The studies mentioned above suggest that PPARs are involved in lung cancer cell biology. However, their roles remain uncertain, and much needs to be learned before they are targeted for therapeutic intervention, especially when considering PPAR-α and PPAR-β/δ. Activation of PPAR-γ is strongly associated with decreased lung carcinoma cell proliferation both in vitro and in vivo. Furthermore, in primary NSCLC, the expression of PPAR-γ has been correlated with tumor histological type and grade, and decreased PPAR-γ expression was correlated with poor prognosis [104]. Because of this, and the fact that synthetic agonists of PPAR-γ with good safety profiles are currently in use in the clinical arena, PPAR-γ has emerged as a reasonable target for the development of anti-lung cancer therapies. Synthetic and natural PPAR-γ activators might be useful. For example, arachidonic acid treatment inhibits the growth of A549 cells, and this effect is blocked by the synthetic PPAR-γ inhibitor GW9662 [105]. MK886, a 5-lipoxygenase activating protein-directed inhibitor, stimulates apoptosis and reduces the growth of A549 cells through activation of PPARγ [106]. These and related drugs can be used alone or in combination with other drugs for synergistic effects. This was observed when using low doses of MK886 in combination with ciglitazone and 13-cis-retinoic acid on A549 and H1299 cells [106]. Also, dramatic synergistic anticancer effects have been reported for lovastatin (an HMG-CoA reductase inhibitor) and the PPAR-γ ligand troglitazone in several cell lines including lung cancer cells [107]. An enhancement by rosiglitazone of the antitumor effects of gefitinib on A549 cell growth was recently noted suggesting that combination strategies using selective nuclear receptor activators in conjunction with epidermal growth factor receptor inhibitors might prove effective [108].

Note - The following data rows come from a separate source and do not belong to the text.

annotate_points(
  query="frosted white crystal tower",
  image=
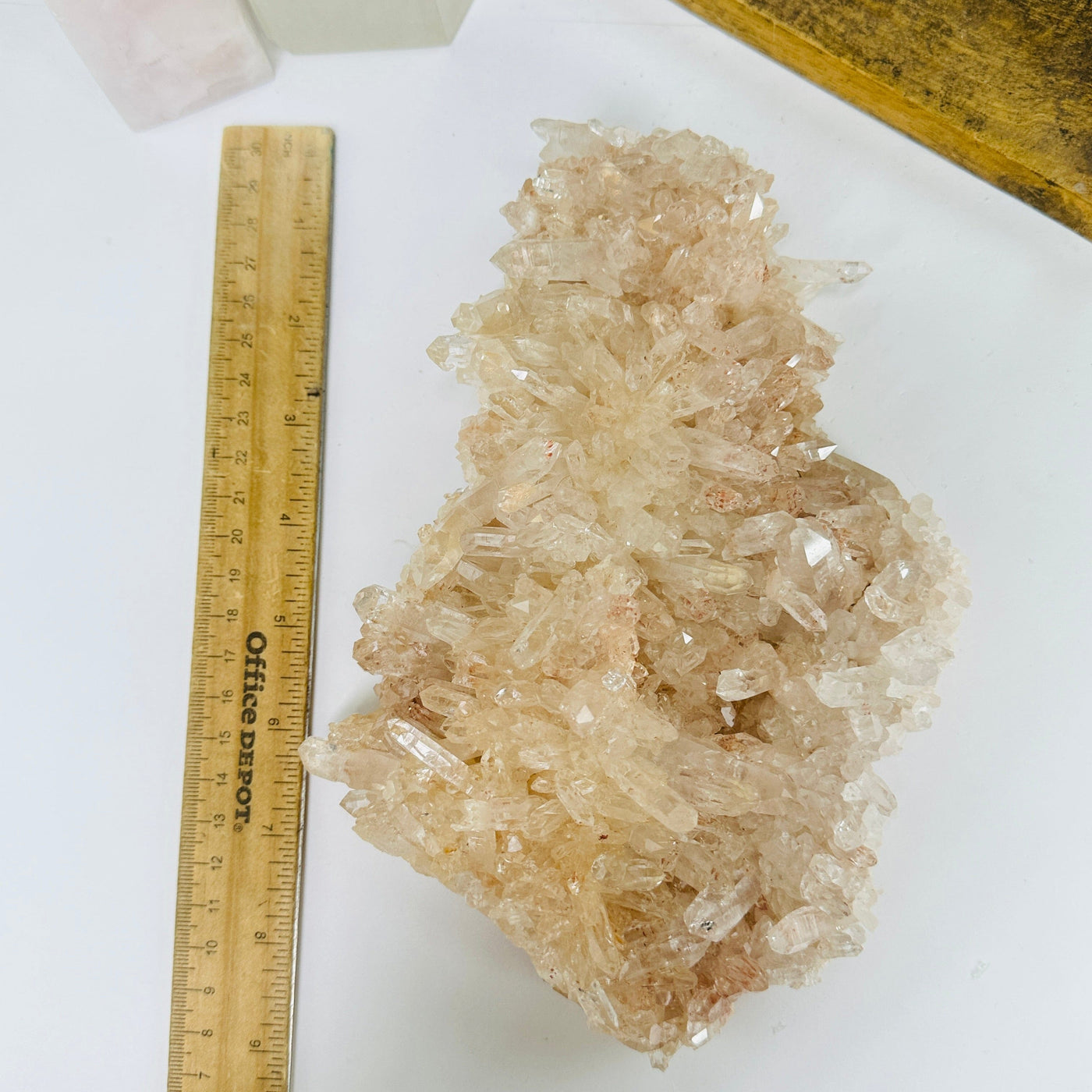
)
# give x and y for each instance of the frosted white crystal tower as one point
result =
(636, 677)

Although little information is available in vivo, emerging data are beginning to unveil potential implications to the human condition. In this regard, a retrospective analysis of a cohort of 87 678 individuals identified through the Veterans Integrated Services Network 16 data warehouse revealed a 33% reduction in lung cancer risk among TZD users compared with nonusers after adjusting for confounder variables. Interestingly, a similar risk reduction was not observed for colorectal and prostate cancers [109].

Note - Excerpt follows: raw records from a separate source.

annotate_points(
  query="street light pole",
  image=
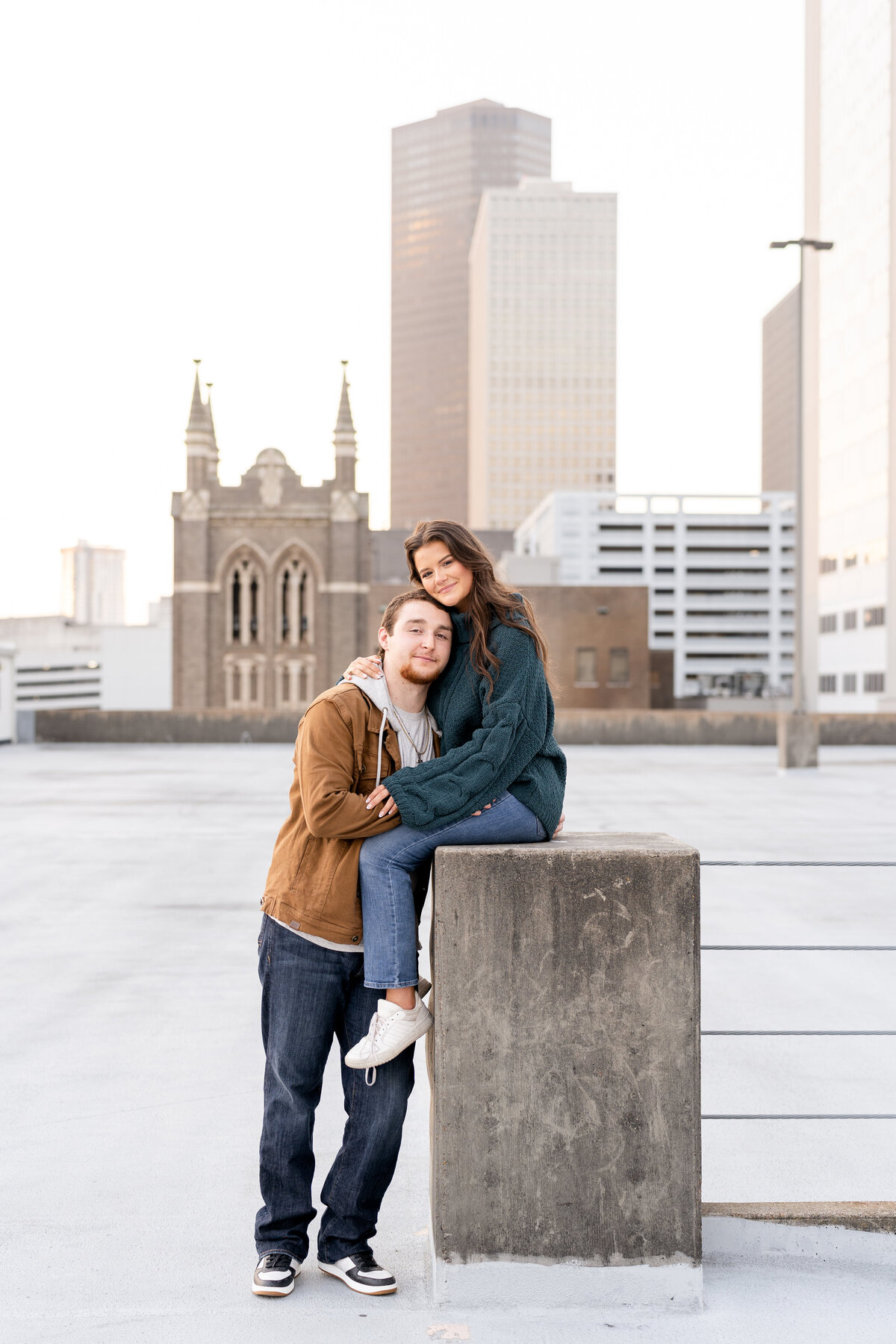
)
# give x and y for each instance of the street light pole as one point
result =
(798, 675)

Despite the above, enthusiasm for this approach should be tempered by work showing that the PPAR-γ ligands rosiglitazone, ciglitazone, and PGJ2 were found to stimulate PPAR-γ transactivation in lung adenocarcinoma cell lines in vitro, but little to no effects were noted in squamous cell or large cell carcinomas suggesting that their anticancer properties might not be shared by all lung tumors, or that important PPAR-γ-independent pathways are at play [108, 110]. Thus, a better understanding of the mechanisms of action of activated PPARs in tumors (and host cells) is required since the dissection of these pathways might unveil better targets for therapy. Nevertheless, the data available to date regarding PPAR-γ is promising and justify engaging in prospective, randomized, clinical studies to determine the true role of PPAR-γ ligands in lung cancer, while further work is performed to identify more selective and effective strategies.